Couple sitting outside, looking at one another and smiling.

People show their sexual desire in many ways, not just through sexual intercourse. Intimacy and caring for one another also includes cuddling, hugging, kissing and showing tenderness towards each other.

Sexual intercourse is safe during pregnancy unless your health care provider recommends you should not for medical reasons. Your baby is protected by the abdomen, the walls of the uterus and is cushioned by amniotic fluid.

It’s normal to have Braxton-Hicks contractions during sexual activity, especially during orgasm or when the nipples are stimulated.

Safer sex

Practice safer sex, even when you’re pregnant. Safer sex is about protection from STIs (Sexually Transmitted Infections). You can pass an STI such as chlamydia, gonorrhea, hepatitis B, syphilis, genital warts, HPV (Human Papilloma Virus) or HIV (Human Immunodeficiency Virus) to your baby during pregnancy and birth. STIs during pregnancy may also cause miscarriage, premature birth, low birth weight and stillbirth. You’ll be offered routine testing for STIs.

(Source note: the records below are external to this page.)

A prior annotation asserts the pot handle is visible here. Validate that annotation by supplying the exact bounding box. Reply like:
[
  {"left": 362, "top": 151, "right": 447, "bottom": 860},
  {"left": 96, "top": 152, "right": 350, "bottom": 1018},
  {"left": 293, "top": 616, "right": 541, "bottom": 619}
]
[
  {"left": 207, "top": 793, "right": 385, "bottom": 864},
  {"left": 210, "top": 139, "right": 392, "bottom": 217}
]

Practicing safer sex will reduce your chance of getting an STI.

You’re practicing safer sex when neither you nor your partner are having a sexual relationship with anyone else, you’ve both been tested for STIs and the tests show that neither of you have an STI.

STIs can be spread by people who do not know they’re infected. Use a condom every time during vaginal, anal and oral sex until you’re sure that neither you nor your partner have an STI. The only certain way to prevent an STI is to have no sexual contact (abstinence), including vaginal, anal or oral sex.